Buddy, the boy with the monster in his dreams, has a subconscious that looks like it has seen The Cabinet of Dr. Caligari too many times. There are odd angular walls, a rickey spiral staircase and a vast dinner table with his father placed at the end. As Alex and Buddy flee the monstrous Snakeman he even references the powerless pop; ‘That’s my dad but he won’t help’. The reply– ‘I’m afraid the little bastard’s right!’ –comes right before the creature has his first snack. When Alex helps Billy overcome his isolation and helplessness, we see the Snakeman in all of his stop-motion glory. There’s something oddly beautiful about the saurian features and herky-jerky movements captured under sputtering flourescent basement lights.
In the final sequence of Dreamscape, Quaid and Albert run through the twisted wreckage of a ruined America, chased by demonic hell-hounds, radioactive mutants, and Kelly’s power-mad Tommy, who has a wicked arsenal of dream weapons. One of these is a clawed glove, gruesomely used to remove internal organs, and it is of particular note that this film released in August of 84 and Nightmare in November. I’m not suggesting rip-off but rather an interesting overlap in the ideas. At any rate, the one thing Elm St. didn’t have was glowing neon nunchakis, which Tommy wields with a Bruce Lee reference.
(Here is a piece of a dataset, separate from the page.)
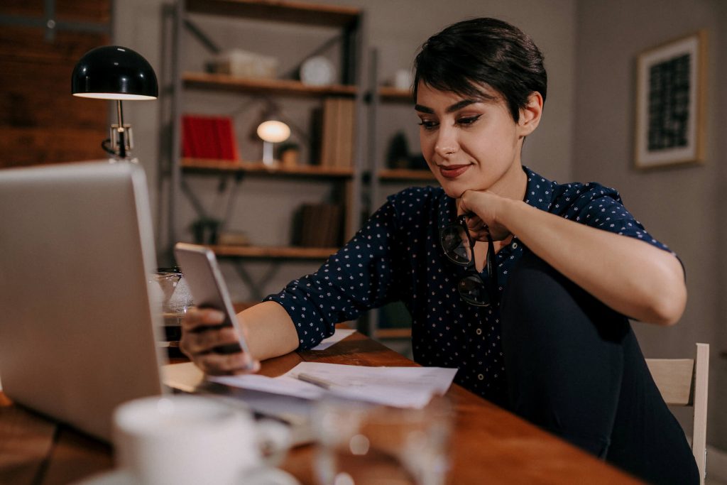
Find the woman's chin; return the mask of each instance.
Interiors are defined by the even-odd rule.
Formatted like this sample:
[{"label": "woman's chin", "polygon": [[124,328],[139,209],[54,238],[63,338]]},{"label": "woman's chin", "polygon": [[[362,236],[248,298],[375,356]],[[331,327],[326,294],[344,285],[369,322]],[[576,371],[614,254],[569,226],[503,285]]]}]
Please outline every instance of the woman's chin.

In these climactic moments the film bangs home the theme of taking ownership of our fears, passions and gifts and it even slyly suggests at ways in which we can avert complete corruption, only to be subtly warped by the same circumstances. Just look at the way Gardner ultimately solves the problem of Bob Blair. The fact that Dreamscape takes the time out to explore all the delectable nooks and crannies of its awesome concept is one of the many reasons I adore it. It may be the lesser known of the dreamstalker films, but in my eyes, it’s the better one.